On a personal level, I first became aware of this worldview when called up in 1969. The behaviour of many of the NCOs at our recruit training battalion at Singleton could only be described as bizarre. If the carry-on of some of these instructors daily in plain view on the parade ground at 3RTB had been observed on a public street somewhere, men with strait jackets would have appeared in short order.

A few of these people were borderline psychopaths. A few were also as thick as two short planks, and there were one or two who were a combination of both.

There were also some excellent instructors, generally blokes who'd seen active service in Vietnam, and didn't need to make fools of themselves to establish respect. The quality of both the instruction and the instructors improved markedly once we progressed to Corps training.

Nevertheless, it was from time to time necessary to suspend rational judgment of some of these individuals and to understand that their world view was an aberration. The problem was that whilst as recent civvies, we could see this; many of them simply could not. I guess this explains the long periods without leave that apply early in recruit training. Contact with the real world during this critical conditioning process might burst the bubble.

It's apparent that there are plenty of individuals in the year 2011 who still inhabit this fantasy world - a world in which an entirely different standard of behaviour, especially as applied to issues of gender and race, apply.

Some examples of the mindset are revealed in comments such as "if I was in a trench next to a female I'd want to have sex with her" and "the guys would be perving on the women instead of concentrating on the task at hand". The implication being that a different set of standards apply that would make the phenomenon of men and women successfully working together as they do in Civvie Street impossible in the ADF.

Mining companies and oil exploration outfits seem to get by with mixed gender employees deployed in some rough and ready situations. Some schools of my experience are tough and elemental environments, but they don't seem routinely to descend into hotbeds of sexual depravity.

All of the above, together with my short but real exposure to the soldier's life, confirm two notions.

One is that our membership of our military should always be leavened with people who are essentially civilians when it comes to their life experience. This can be accomplished by a regenerated reserve, or some form of compulsory national service. An observation I heard repeated by many regular soldiers at the time was that the average I.Q. of the ADF went up several points with the advent of National Service. Nations with a successful and respected military such as Israel know how to make this work.

The other is that civilians make the best soldiers.
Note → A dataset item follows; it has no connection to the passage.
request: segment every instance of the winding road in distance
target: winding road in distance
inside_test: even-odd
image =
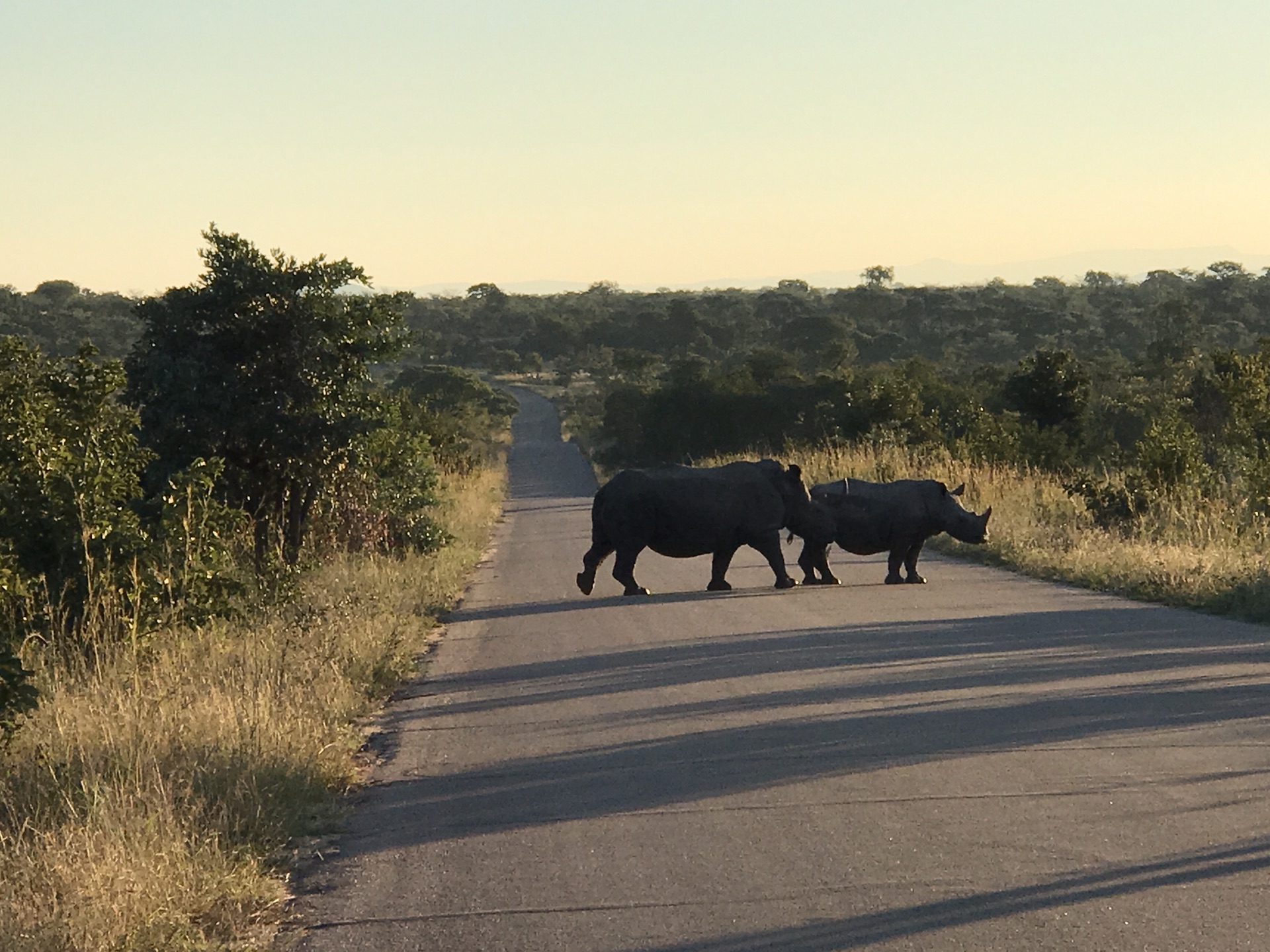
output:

I base this opinion on history. Arguably our greatest soldier, Monash, brought his civilian values to the war he fought, something that brought him into conflict with the British military establishment, who were members of an officer class who regarded their working class soldiers as expendable.

War, is after all, the ultimate absurdity. This does not however justify the belief that only those who take it seriously are capable of fighting. Civilians have in this country demonstrated a capacity to suspend rationality for a while to successfully participate in the collective madness of conflict when no other option exists. They've also been coerced or conscripted when there were other options - but that's another story......

Generations of Australians who stepped out of civilian life for short periods when they were needed (or thought they were) demonstrated that they made very good soldiers, whether they were Chockos or Nashos.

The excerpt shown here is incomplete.